MIFTAH
Thursday, 25 April. 2024
 
Your Key to Palestine
The Palestinian Initiatives for The Promotoion of Global Dialogue and Democracy
 
 
 

It is difficult to imagine the sense of loss and bitterness that has been eternally engraved in the heart and mind of Abir’s parents. She is a ten year-old Palestinian girl from Al-Salam neighbourhood in east Jerusalem, who died yesterday as a result of the fatal wounds she sustained to the head at the hands of the Israeli army earlier this week. Abir’s name means “fragrance” in Arabic, and her neighbourhood means “peace.” Her legacy, unmistakably universal, will always be acknowledged as “an innocent victim of Israel’s occupation of the Palestinian territories.”

Abir was injured outside her school in the area of Anata when Israeli border police opened fire and unleashed terror on a group of school children peacefully protesting the construction of Israel’s Annexation Wall in the area, ironically created to “prevent the killing of innocent Israelis.” She suddenly fell to the ground as a result of fractures to her skull when the troops threw stun grenades close to her small and fragile body. She was rushed to hospital, but efforts to save her innocent life came to no avail.

Abir is one of 955 children below the age of 18 killed by Israeli military forces since September 2000; the lives of her parents have become another tragedy among thousands of Palestinian families who will forever long for the lost smile of their loved ones; the freshness of their Abirs.

The slogan “end the occupation” has come to represent more than merely a political stance, or even a legal right. Ending Israel’s illegal occupation of the Palestinian territories, Palestinian cities, towns, villages, refugee camps, and Palestinian lives essentially and desperately appeals for the minimal right to live without the potential threat of getting shot, getting injured, getting arrested; it means appealing for the right to send our children to their schools or playgrounds without the horrific possibility of marching in their funerals the next day, or spending agonising sleepless nights while they languish in prison, or lay in a hospital bed struggling to keep their lives.
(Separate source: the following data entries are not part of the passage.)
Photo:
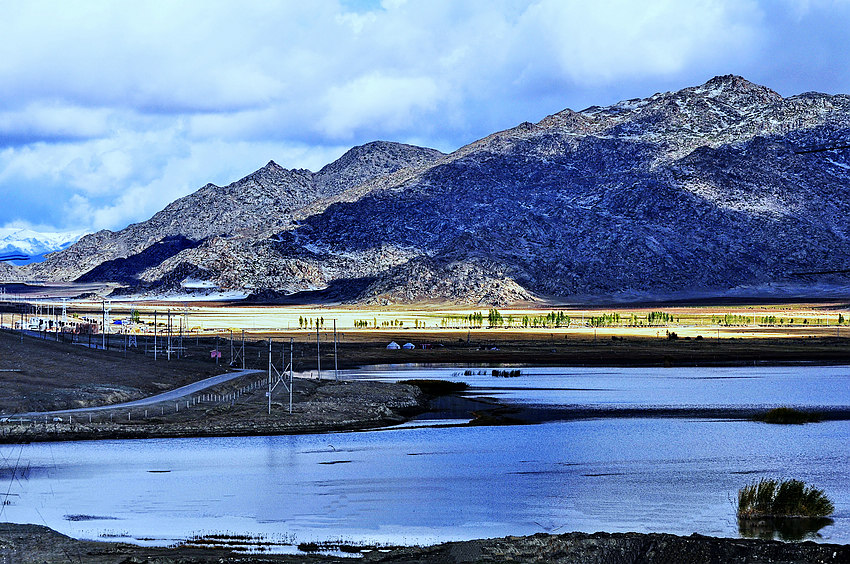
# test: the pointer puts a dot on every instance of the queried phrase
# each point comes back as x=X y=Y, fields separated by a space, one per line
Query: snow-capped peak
x=35 y=244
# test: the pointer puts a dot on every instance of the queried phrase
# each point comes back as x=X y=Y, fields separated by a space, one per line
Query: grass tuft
x=436 y=387
x=788 y=416
x=770 y=498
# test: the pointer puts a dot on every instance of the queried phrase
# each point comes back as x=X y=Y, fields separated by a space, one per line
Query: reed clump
x=769 y=498
x=788 y=416
x=436 y=387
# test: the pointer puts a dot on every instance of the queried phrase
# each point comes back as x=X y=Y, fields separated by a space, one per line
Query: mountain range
x=34 y=244
x=711 y=190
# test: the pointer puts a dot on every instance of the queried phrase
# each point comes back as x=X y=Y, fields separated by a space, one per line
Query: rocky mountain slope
x=703 y=190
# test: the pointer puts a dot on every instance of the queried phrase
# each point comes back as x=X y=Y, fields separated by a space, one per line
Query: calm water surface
x=422 y=485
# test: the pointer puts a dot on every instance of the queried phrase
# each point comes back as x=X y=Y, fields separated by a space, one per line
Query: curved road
x=172 y=395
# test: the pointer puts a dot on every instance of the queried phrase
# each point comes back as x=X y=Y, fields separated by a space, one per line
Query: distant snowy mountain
x=34 y=244
x=725 y=188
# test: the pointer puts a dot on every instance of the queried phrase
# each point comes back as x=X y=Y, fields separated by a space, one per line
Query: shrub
x=770 y=498
x=788 y=416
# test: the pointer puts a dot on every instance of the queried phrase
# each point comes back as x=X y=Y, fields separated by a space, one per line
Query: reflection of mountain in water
x=783 y=528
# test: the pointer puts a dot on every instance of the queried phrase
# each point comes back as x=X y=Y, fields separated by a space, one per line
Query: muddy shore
x=318 y=407
x=31 y=544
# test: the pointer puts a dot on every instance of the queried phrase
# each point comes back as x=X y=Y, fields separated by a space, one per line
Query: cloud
x=110 y=110
x=378 y=102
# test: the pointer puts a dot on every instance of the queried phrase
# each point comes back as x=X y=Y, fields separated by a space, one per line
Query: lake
x=416 y=484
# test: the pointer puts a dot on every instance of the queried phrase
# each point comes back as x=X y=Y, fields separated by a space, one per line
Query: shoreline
x=25 y=544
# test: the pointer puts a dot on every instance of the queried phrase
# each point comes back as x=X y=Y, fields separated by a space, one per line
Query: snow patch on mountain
x=35 y=244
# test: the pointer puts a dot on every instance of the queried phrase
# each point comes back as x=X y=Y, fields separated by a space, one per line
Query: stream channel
x=430 y=480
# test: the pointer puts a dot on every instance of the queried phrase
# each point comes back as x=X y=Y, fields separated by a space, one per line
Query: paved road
x=172 y=395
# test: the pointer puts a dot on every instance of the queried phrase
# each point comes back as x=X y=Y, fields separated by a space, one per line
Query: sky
x=110 y=110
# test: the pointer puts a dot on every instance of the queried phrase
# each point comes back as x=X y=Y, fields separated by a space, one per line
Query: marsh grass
x=436 y=387
x=770 y=498
x=788 y=416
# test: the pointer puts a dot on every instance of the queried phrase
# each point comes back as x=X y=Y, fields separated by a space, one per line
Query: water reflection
x=784 y=528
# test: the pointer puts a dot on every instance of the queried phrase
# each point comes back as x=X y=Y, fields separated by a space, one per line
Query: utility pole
x=168 y=329
x=318 y=351
x=291 y=381
x=336 y=364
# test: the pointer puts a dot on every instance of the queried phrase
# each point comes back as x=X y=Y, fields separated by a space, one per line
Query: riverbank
x=317 y=407
x=31 y=544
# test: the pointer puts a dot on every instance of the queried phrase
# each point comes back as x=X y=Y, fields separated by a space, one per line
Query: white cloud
x=110 y=110
x=608 y=40
x=377 y=102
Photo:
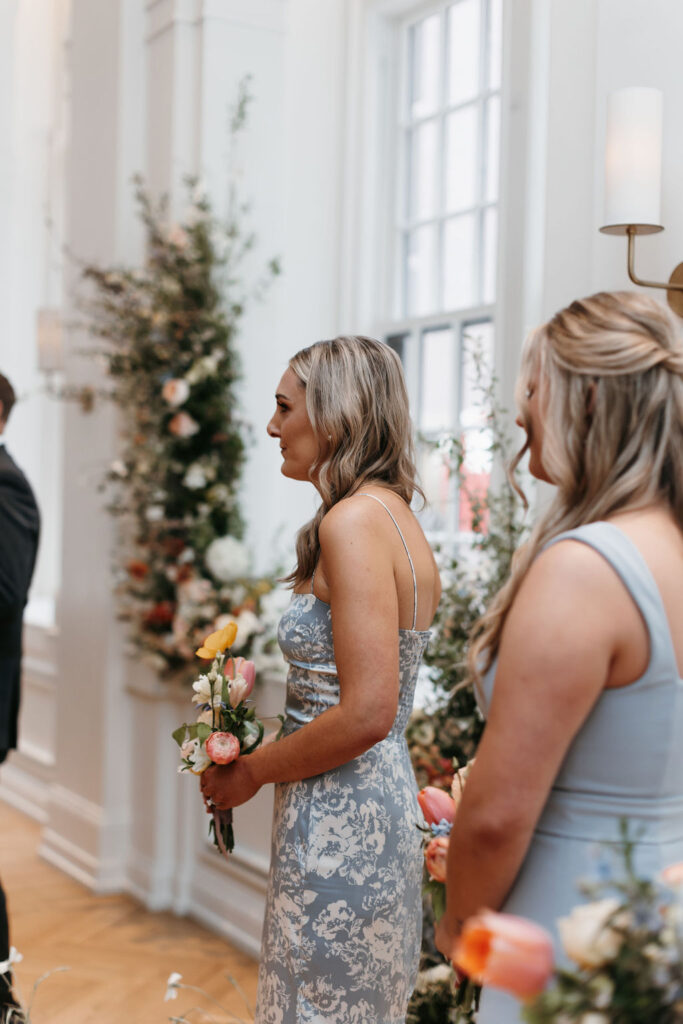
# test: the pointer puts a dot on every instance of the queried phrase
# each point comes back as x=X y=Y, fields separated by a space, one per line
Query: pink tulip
x=507 y=952
x=243 y=676
x=222 y=748
x=436 y=805
x=435 y=857
x=673 y=876
x=182 y=425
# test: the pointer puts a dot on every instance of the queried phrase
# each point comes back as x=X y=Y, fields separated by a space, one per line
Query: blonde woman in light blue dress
x=342 y=929
x=583 y=649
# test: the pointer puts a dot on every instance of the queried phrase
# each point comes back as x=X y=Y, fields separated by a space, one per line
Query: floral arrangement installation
x=226 y=727
x=445 y=736
x=167 y=333
x=627 y=946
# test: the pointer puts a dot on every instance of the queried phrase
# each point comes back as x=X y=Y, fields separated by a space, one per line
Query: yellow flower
x=215 y=643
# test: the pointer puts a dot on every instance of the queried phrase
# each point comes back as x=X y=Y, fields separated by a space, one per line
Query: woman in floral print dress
x=341 y=936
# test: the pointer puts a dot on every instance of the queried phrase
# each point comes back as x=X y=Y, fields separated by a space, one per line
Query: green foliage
x=642 y=983
x=167 y=335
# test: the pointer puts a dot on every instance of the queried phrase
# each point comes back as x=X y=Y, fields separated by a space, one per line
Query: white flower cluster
x=226 y=558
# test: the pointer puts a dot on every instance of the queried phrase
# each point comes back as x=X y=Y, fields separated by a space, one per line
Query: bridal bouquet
x=438 y=808
x=226 y=726
x=627 y=947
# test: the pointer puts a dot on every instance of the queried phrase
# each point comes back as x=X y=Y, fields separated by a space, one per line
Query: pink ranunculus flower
x=436 y=805
x=242 y=676
x=507 y=952
x=182 y=425
x=175 y=391
x=222 y=748
x=435 y=857
x=673 y=876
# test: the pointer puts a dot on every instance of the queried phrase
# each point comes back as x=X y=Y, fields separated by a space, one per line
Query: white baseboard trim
x=25 y=790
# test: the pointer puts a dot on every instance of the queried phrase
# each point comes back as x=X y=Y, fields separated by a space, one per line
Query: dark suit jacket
x=19 y=526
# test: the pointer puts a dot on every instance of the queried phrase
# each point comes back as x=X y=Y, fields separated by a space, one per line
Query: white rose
x=587 y=938
x=195 y=478
x=226 y=558
x=175 y=391
x=247 y=624
x=205 y=692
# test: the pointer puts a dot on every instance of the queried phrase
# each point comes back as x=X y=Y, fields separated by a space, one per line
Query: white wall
x=148 y=84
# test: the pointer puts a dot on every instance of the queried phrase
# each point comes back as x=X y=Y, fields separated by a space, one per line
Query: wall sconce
x=633 y=177
x=50 y=359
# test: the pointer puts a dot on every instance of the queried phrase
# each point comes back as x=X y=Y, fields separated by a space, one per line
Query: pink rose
x=242 y=675
x=435 y=857
x=175 y=391
x=222 y=748
x=507 y=952
x=182 y=425
x=436 y=805
x=673 y=876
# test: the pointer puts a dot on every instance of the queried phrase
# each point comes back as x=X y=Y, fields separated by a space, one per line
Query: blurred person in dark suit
x=19 y=524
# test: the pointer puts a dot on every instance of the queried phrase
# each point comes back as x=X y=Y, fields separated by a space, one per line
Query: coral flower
x=673 y=876
x=507 y=952
x=222 y=748
x=216 y=642
x=436 y=805
x=435 y=857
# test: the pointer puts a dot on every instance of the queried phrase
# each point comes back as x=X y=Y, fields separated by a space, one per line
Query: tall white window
x=444 y=235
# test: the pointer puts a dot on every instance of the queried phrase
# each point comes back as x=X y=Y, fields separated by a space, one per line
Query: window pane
x=421 y=274
x=464 y=18
x=438 y=376
x=495 y=43
x=397 y=342
x=425 y=67
x=489 y=255
x=476 y=373
x=460 y=261
x=493 y=147
x=461 y=159
x=423 y=187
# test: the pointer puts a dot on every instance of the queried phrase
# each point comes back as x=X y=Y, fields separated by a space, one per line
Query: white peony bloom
x=205 y=692
x=175 y=391
x=587 y=938
x=195 y=478
x=226 y=558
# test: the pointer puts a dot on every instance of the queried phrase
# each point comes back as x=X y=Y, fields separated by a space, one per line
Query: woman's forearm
x=330 y=740
x=483 y=861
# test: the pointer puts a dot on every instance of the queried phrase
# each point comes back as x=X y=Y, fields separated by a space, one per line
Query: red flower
x=137 y=568
x=161 y=614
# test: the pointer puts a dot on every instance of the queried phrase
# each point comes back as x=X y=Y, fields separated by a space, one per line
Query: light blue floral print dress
x=343 y=920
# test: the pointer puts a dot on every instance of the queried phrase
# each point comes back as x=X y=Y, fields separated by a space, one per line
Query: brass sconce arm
x=674 y=287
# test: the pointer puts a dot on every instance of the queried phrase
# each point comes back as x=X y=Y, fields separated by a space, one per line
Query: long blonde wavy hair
x=609 y=374
x=357 y=403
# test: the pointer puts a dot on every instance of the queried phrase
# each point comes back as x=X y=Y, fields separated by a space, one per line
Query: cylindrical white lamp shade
x=633 y=161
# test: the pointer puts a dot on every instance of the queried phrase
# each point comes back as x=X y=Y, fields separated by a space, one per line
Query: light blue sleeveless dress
x=343 y=920
x=626 y=762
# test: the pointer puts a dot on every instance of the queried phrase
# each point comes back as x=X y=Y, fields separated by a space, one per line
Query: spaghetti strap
x=366 y=494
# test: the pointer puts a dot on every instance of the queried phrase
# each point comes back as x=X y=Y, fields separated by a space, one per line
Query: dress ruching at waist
x=596 y=818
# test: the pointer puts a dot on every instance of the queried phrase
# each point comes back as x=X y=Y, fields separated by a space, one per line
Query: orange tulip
x=436 y=805
x=507 y=952
x=216 y=642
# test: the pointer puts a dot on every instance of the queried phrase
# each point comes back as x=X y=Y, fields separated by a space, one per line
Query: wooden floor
x=120 y=955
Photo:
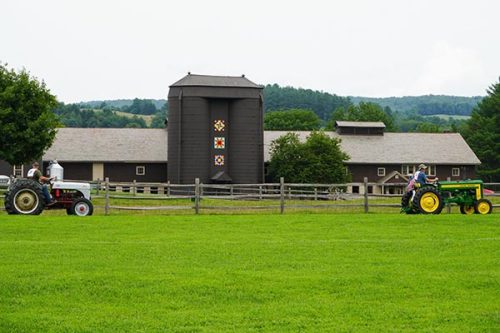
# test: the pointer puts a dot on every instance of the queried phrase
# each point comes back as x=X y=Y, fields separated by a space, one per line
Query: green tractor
x=431 y=198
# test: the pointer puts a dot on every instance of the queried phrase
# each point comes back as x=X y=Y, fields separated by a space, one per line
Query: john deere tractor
x=431 y=198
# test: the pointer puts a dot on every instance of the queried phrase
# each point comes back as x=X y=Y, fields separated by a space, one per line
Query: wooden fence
x=284 y=195
x=278 y=196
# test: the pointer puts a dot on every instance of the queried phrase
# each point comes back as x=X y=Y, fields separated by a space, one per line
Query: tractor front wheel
x=81 y=207
x=467 y=210
x=483 y=206
x=428 y=200
x=406 y=203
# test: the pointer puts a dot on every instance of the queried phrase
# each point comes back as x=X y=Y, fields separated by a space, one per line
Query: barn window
x=18 y=171
x=431 y=170
x=140 y=170
x=407 y=169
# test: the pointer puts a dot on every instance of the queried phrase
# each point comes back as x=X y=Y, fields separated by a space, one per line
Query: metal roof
x=109 y=145
x=195 y=80
x=397 y=148
x=150 y=145
x=364 y=124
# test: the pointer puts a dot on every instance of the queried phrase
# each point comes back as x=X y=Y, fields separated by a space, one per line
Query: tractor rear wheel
x=483 y=206
x=428 y=201
x=467 y=210
x=81 y=207
x=25 y=197
x=406 y=204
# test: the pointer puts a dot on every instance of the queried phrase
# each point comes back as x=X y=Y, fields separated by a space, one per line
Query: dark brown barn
x=121 y=154
x=215 y=130
x=387 y=158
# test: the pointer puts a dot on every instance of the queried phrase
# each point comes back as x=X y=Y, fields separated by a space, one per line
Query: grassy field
x=250 y=273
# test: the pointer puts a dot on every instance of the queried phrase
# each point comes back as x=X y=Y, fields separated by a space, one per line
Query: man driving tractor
x=35 y=174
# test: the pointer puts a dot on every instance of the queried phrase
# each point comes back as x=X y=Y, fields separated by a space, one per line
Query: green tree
x=364 y=112
x=293 y=120
x=318 y=160
x=27 y=123
x=482 y=133
x=322 y=103
x=141 y=106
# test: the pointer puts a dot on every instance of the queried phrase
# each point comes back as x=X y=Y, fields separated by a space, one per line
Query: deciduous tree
x=27 y=123
x=482 y=133
x=293 y=119
x=317 y=160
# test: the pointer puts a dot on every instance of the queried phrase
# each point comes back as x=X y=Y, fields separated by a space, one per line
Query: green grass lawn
x=250 y=273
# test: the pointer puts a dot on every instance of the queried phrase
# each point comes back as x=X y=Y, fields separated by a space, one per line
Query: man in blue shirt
x=421 y=177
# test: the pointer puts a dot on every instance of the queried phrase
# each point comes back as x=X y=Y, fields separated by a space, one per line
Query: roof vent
x=360 y=127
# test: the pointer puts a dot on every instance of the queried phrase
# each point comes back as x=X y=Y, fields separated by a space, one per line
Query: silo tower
x=215 y=130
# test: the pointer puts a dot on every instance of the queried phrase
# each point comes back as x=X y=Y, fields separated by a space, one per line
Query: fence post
x=106 y=197
x=197 y=195
x=448 y=206
x=365 y=185
x=282 y=195
x=98 y=187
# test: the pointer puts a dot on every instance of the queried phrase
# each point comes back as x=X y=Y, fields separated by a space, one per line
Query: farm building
x=215 y=130
x=387 y=158
x=141 y=154
x=215 y=133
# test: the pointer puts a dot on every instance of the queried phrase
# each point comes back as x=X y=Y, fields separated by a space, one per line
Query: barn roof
x=109 y=145
x=150 y=145
x=195 y=80
x=397 y=148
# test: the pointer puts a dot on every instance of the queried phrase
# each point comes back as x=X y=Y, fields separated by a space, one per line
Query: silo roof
x=195 y=80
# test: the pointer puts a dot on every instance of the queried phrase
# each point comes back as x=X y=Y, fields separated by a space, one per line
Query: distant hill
x=323 y=103
x=120 y=103
x=426 y=105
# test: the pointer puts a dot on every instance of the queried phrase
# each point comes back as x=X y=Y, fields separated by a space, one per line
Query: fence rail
x=277 y=196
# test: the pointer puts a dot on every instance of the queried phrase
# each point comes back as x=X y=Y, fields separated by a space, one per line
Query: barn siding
x=126 y=172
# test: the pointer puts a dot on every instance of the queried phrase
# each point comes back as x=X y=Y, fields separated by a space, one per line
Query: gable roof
x=109 y=145
x=397 y=148
x=151 y=145
x=195 y=80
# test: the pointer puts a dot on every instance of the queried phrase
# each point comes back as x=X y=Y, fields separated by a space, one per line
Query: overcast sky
x=109 y=49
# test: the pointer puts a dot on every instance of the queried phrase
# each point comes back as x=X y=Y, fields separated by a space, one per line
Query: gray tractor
x=25 y=196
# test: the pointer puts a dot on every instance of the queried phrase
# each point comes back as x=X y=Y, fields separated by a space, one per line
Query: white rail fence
x=276 y=196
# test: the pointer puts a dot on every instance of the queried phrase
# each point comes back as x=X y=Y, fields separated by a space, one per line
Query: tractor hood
x=84 y=188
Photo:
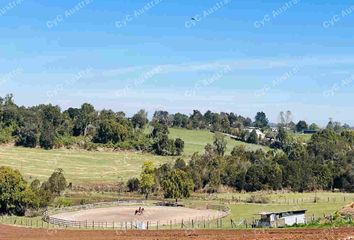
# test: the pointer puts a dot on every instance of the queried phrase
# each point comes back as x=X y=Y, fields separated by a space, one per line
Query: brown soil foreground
x=15 y=233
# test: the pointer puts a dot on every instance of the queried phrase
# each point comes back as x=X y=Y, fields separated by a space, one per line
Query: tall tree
x=220 y=143
x=261 y=120
x=147 y=178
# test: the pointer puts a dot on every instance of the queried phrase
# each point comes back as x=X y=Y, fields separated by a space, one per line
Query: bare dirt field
x=14 y=233
x=163 y=215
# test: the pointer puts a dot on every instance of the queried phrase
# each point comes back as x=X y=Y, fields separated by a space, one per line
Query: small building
x=281 y=219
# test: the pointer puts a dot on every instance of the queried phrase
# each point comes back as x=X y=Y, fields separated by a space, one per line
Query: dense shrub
x=15 y=194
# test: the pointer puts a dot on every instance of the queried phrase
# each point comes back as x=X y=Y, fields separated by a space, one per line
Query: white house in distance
x=282 y=219
x=259 y=133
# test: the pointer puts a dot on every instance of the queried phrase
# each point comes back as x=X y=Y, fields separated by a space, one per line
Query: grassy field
x=195 y=140
x=79 y=166
x=83 y=167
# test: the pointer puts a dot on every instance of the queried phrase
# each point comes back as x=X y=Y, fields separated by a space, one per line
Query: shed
x=282 y=219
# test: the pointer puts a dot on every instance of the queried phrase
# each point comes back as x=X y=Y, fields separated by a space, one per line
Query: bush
x=6 y=134
x=62 y=202
x=133 y=185
x=47 y=140
x=27 y=137
x=15 y=194
x=257 y=198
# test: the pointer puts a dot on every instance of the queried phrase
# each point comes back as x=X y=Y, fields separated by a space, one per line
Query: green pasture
x=80 y=167
x=195 y=141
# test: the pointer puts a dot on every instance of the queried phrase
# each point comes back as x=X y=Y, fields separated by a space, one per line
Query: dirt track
x=123 y=214
x=14 y=233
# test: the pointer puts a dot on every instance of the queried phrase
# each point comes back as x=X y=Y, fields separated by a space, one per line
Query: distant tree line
x=17 y=196
x=325 y=163
x=47 y=126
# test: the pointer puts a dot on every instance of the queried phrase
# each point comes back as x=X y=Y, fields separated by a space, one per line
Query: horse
x=140 y=211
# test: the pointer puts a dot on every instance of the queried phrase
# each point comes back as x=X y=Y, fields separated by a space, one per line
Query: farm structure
x=282 y=219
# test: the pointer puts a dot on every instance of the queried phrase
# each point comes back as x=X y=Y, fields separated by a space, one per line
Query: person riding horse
x=140 y=211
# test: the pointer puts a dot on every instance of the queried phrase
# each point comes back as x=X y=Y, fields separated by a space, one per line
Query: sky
x=240 y=56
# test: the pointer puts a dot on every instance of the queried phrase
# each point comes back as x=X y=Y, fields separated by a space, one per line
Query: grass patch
x=195 y=141
x=80 y=167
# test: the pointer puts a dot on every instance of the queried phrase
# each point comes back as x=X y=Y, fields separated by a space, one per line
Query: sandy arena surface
x=121 y=214
x=15 y=233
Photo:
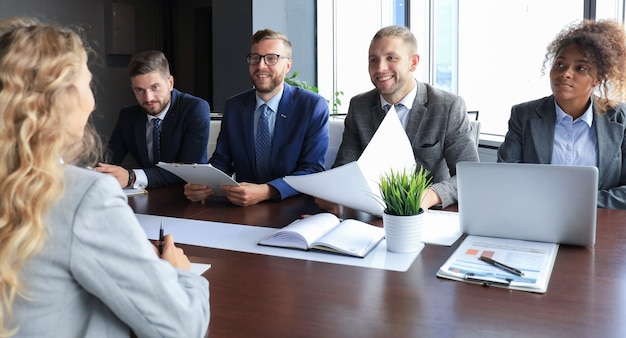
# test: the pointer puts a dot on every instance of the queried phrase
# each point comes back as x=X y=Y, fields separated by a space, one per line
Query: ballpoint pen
x=501 y=265
x=161 y=239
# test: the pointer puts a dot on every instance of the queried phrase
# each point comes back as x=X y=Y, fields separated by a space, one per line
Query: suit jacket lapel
x=417 y=112
x=609 y=135
x=542 y=130
x=282 y=120
x=167 y=125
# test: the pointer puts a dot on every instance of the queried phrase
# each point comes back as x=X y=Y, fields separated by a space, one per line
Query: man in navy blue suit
x=297 y=120
x=167 y=125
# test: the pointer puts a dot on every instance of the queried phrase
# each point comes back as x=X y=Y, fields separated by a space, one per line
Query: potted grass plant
x=402 y=193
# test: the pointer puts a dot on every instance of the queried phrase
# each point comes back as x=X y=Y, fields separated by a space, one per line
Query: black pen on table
x=161 y=239
x=501 y=265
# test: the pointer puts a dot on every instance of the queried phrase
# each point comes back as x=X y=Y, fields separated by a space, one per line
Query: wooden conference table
x=255 y=295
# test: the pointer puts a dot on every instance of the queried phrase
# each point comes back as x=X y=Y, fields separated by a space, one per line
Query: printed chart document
x=200 y=174
x=534 y=260
x=327 y=232
x=355 y=184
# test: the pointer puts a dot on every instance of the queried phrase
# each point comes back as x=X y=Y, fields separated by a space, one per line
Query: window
x=490 y=52
x=345 y=29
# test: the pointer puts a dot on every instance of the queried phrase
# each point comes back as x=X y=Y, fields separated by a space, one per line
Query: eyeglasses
x=270 y=59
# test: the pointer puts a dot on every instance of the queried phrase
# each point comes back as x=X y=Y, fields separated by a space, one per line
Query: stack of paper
x=355 y=184
x=516 y=264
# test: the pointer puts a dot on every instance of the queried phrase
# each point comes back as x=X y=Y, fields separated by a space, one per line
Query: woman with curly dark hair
x=583 y=122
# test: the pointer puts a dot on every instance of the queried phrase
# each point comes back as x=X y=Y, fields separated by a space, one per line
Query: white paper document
x=245 y=238
x=441 y=227
x=200 y=174
x=355 y=184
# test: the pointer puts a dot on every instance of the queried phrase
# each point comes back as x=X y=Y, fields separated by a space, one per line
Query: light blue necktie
x=156 y=140
x=263 y=145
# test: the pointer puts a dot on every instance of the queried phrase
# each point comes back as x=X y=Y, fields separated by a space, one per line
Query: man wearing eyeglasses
x=269 y=132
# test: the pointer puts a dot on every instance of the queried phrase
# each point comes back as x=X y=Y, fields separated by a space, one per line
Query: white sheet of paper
x=200 y=174
x=441 y=227
x=355 y=184
x=245 y=238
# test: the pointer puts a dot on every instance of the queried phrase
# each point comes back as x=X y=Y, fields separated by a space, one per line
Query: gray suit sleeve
x=112 y=259
x=458 y=147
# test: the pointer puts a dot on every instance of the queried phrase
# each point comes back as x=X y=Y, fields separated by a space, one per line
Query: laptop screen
x=537 y=202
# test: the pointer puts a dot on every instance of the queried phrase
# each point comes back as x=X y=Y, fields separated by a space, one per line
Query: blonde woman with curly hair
x=74 y=262
x=583 y=122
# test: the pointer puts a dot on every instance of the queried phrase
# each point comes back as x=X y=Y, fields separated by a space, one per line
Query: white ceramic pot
x=403 y=233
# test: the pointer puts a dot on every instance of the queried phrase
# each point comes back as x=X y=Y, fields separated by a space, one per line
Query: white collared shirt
x=404 y=106
x=575 y=141
x=141 y=180
x=273 y=104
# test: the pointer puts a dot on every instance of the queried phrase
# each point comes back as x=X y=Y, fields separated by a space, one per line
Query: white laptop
x=536 y=202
I wonder, honestly, about the apathy of the world towards the suffering of the Palestinians. I also wonder about the humanity of Israeli society, of Jewish society. Isn’t there enough logic and reason to believe that Israeli society has become what it fears most: a silent observer to the slaughtering of innocents, equal in form to the silence of the world before its own suffering at the hands of fascism? This is absurd; this is shameful.

No article, no essay, not even an infinite book documenting Israel’s violation of the most basic human rights can convey even one ounce of the pain Abir’s parents have been sentenced to endure for the rest of their scentless lives.